An Australian archaeologist and two Papua New Guinea researchers held for a week by 20 armed men in a remote part of the Pacific Island nation were released on Sunday, while their captors remain at large, a local official told Reuters.
Professor Bryce Barker and doctoral student Teppsy Beni from the University of Southern Queensland, and Papua New Guinea National Museum researcher Jemina Haro were released after a ransom payment, said Alphonse Seiyaka, an official with the government of Mount Bosavi, where the three were held in rugged terrain.
“They didn’t catch the criminals,” Seiyaka said. As soon as soldiers exchanged money for the Australian and the two Papua New Guinea women, he said, the captors “ran away into the bush.”
Seiyaka declined to specify the ransom amount but said it was less than the 3.5 million kina ($960,000) initially demanded.
Australian Foreign Minister Penny Wong thanked the Papua New Guinea government for “securing a safe and peaceful resolution.”
Papua New Guinea Prime Minister James Marape said this was the first such incident in his resource rich but impoverished nation and “it must not be repeated.”
“The police and the army have surrounded the area and will be operating there until you surrender,” he warned the armed men in a statement.

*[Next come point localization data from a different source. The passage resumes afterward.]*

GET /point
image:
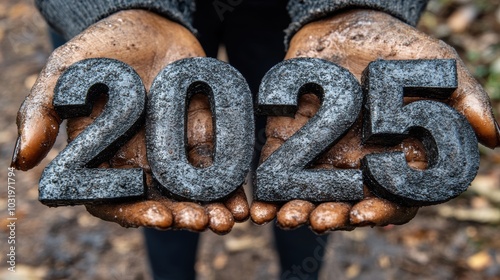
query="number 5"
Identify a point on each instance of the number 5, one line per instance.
(449, 141)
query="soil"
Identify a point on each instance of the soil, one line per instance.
(455, 240)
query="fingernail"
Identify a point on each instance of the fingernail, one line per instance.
(14, 162)
(498, 133)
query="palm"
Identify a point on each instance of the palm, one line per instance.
(126, 36)
(353, 40)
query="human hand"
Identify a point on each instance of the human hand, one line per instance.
(127, 36)
(352, 40)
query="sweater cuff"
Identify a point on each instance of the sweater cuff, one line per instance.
(306, 11)
(70, 17)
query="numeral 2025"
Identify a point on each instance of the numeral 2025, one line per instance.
(449, 141)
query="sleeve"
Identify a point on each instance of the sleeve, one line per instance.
(70, 17)
(305, 11)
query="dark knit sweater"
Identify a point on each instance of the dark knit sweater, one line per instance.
(70, 17)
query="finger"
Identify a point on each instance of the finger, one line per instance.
(189, 215)
(330, 216)
(374, 211)
(134, 214)
(362, 36)
(237, 204)
(473, 102)
(294, 214)
(125, 36)
(263, 212)
(221, 220)
(37, 121)
(200, 135)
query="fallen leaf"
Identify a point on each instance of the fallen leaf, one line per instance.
(479, 261)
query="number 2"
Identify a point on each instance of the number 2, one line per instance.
(70, 179)
(283, 176)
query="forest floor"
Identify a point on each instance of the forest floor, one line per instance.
(454, 240)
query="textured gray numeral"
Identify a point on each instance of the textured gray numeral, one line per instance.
(283, 176)
(449, 141)
(232, 110)
(69, 178)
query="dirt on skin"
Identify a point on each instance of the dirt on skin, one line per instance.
(455, 240)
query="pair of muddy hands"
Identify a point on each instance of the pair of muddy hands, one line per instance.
(352, 40)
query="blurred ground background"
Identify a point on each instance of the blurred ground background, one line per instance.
(456, 240)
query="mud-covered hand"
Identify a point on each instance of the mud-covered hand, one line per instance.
(354, 39)
(147, 42)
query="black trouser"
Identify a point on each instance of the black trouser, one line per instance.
(252, 32)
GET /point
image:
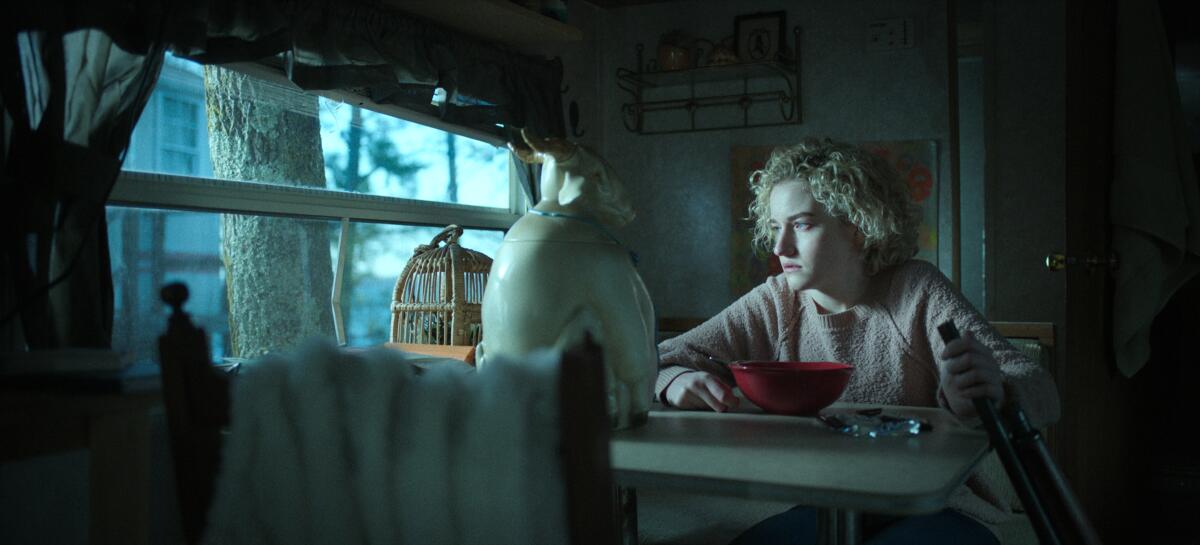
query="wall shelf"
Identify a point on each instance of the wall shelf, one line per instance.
(774, 97)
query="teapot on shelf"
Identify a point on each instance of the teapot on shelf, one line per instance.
(720, 53)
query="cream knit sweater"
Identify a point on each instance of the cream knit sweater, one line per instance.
(891, 337)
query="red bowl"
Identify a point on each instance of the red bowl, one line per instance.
(799, 388)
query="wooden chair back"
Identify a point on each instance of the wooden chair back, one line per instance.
(197, 400)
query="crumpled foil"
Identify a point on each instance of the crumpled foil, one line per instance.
(871, 423)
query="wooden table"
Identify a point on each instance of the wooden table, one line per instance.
(761, 456)
(115, 429)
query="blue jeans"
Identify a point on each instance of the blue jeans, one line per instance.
(798, 526)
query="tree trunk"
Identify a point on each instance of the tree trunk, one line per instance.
(279, 273)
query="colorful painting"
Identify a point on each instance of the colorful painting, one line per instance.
(916, 161)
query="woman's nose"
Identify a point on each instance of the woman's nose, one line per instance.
(784, 245)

Barker’s team was investigating whether Papua New Guinea provided the bridge for the first human migration to Australia tens of thousands of years ago. The remote village of Fogomaiyu, in the Mount Bosavi region in Hela province, is part of the collapsed cone of an extinct volcano.
The group, seized on Feb. 19 in Fogomaiyu village, was taken 10 km (six miles) into the bush.
The University of Southern Queensland was “relieved to hear that our much-loved colleague” had been released, said vice-chancellor Geraldine Mackenzie.
“Our deepest thanks go to the governments of Papua New Guinea, Australia and New Zealand, and the many people who worked tirelessly during this extremely difficult and sensitive time to secure their release,” she said in a statement.
Cathy Alex, captured with the others and released on Wednesday, had taken leave from her job as a project coordinator for the PNG Women Leaders Network in Port Moresby to join the field trip studying the Great Papuan Plateau.
Women Leaders Network president Ruth Kissam said Alex is a regular visitor to the Mount Bosavi area. “This is someone the community loves. She has a tribe that has adopted her. The people involved in this situation are criminal elements who are not from the area,” she said.
Police initially said the criminals were opportunists who had come from Komo in Hela, spotted the university group by chance and took them into the bush. Marape in his statement on Sunday referred to the men as having a grievance over logging operations.